Moviegoers looking to escape the cacophony of this summer’s studio films can turn to southeast Queens nonprofit A Better Jamaica and Astoria’s Museum of the Moving Image for some classic cinematic relief.
A Better Jamaica, a community service organization founded in 2007 to provide activities for the southeast Queens community, will host Classic New York Film Fridays at Rufus King Park at Jamaica Avenue and 153rd Street. All screenings for the series, which runs through Aug. 21, are free.
The Museum of the Moving Image is hosting a French New Wave film series at the Museum of Arts and Design, at 2 Columbus Circle in Manhattan, through Aug. 30 to celebrate the 50th anniversary of the revolutionary cinematic movement. Tickets are $11 for adults and $7 for museum members.
The Jamaica festival features films that are set in the city’s five boroughs and includes selections that range from heartwarming to gritty and violent.
“I thought it made sense to go with a theme for this summer,” said Greg Mays, founder of A Better Jamaica. “That way, it enhances the artistic value of the series.”
The series, which has already screened the original “Taking of Pelham One Two Three,” “Working Girl” and “Serpico” this month, will next show “Moonstruck” on Aug. 7. The acclaimed romantic comedy stars Cher, in an Academy Award-winning performance, as a Brooklyn bookkeeper who is torn between her fiancé and his brother (Nicolas Cage).
On Aug. 14, A Better Jamaica will screen Spike Lee’s influential “Do the Right Thing,” which takes a look at racism through the interactions of a group of Bedford-Stuyvesant residents during the course of the year’s hottest day. The film would later go on to be considered one of the best of the 1980s.

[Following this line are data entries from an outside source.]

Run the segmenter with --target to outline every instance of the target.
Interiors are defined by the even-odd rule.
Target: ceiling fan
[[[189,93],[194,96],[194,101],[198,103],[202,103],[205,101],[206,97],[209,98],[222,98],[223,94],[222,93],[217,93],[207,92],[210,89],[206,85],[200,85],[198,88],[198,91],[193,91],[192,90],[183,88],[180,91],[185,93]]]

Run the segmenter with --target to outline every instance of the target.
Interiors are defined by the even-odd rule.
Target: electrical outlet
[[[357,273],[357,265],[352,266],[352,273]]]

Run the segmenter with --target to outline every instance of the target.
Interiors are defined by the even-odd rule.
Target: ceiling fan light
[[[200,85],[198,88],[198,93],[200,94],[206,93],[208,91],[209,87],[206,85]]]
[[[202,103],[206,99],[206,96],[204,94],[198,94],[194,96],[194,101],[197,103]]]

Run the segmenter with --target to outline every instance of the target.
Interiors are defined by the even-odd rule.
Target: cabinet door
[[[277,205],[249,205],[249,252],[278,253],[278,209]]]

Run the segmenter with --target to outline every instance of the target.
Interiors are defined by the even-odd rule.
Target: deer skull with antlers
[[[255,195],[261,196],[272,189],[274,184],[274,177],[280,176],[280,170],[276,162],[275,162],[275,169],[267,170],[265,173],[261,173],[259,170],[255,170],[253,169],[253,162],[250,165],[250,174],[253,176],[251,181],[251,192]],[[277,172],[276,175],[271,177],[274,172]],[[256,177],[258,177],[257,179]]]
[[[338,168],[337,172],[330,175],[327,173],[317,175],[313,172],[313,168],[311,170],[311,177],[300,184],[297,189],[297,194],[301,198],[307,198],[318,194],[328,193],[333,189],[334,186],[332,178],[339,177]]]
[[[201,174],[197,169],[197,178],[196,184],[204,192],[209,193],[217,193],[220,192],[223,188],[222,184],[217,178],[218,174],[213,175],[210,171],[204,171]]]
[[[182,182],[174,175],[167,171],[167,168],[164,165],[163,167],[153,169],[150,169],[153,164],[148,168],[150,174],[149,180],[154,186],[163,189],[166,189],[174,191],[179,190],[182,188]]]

The popular “Saturday Night Fever,” starring John Travolta in his breakout performance, will screen on Aug. 21. The film follows a Brooklyn paint-store worker who escapes his daily routine by becoming the king of the floor at a Manhattan disco club.
Each screening will begin between 8 p.m. and 8:30 p.m. The event will provide an estimated 60 chairs for attendees, who are encouraged to purchase food at local restaurants to bring to the screenings, Mays said. Future movies may also be accompanied by musical performances.
The group is also currently hosting its third annual Family Movies in the Park series.
On Thursday, the classic drama “Claudine,” which stars Diahann Carroll and James Earl Jones, will show at St. Albans Park. “The Karate Kid” will screen on Aug. 5 at Baisley Pond Park and Aug. 6 at St. Albans Park.
The Museum of the Moving Image’s series is screening recently restored 35mm prints of French New Wave films and has already shown landmark classics such as Jean-Luc Godard’s “Breathless” and Francois Truffaut’s “The 400 Blows.”
On Aug. 1 and 2, Godard’s 1962 film “Vivre Sa Vie (My Life to Live)” will show at 2 p.m., while Truffaut’s masterpiece “Jules and Jim” will screen at 4 p.m. on those same days. Agnes Varda’s “Cleo from 5 to 7” will screen at 2 p.m. and Jacques Demy’s “The Umbrellas of Cherbourg” will show at 4 p.m. on Aug. 8 and 9.
Jean Luc-Godard’s science-fiction detective picture “Alphaville” will screen at 2 p.m. and Claude Chabrol’s “Les Bonnes Femmes” will show at 4 p.m. on Aug. 15 and 16. On Aug. 22 and 23, Alain Resnais’ mysterious “Last Year at Marienbad” will play at 2 p.m., while Godard’s offbeat musical “A Woman is a Woman” will show at 4 p.m.
The series will culminate on Aug. 29 and 30 with screenings of Agnes Varda’s “Le Bonheur” at 2 p.m. and Godard’s Pop Art-inspired “Pierrot Le Fou” at 4 p.m.
The screenings will take place in the Museum of Arts and Design at Columbus Circle in Manhattan, which was built in 1964 during the height of the New Wave and restored last fall. The Museum of the Moving Image is currently screening its programs at locales across the city as it undergoes a massive renovation project it Astoria.
“While our theater is closed, we are making a special effort to collaborate with other institutions in bringing outstanding films to New Yorkers,” said Rochelle Slovin, director of the Moving Image.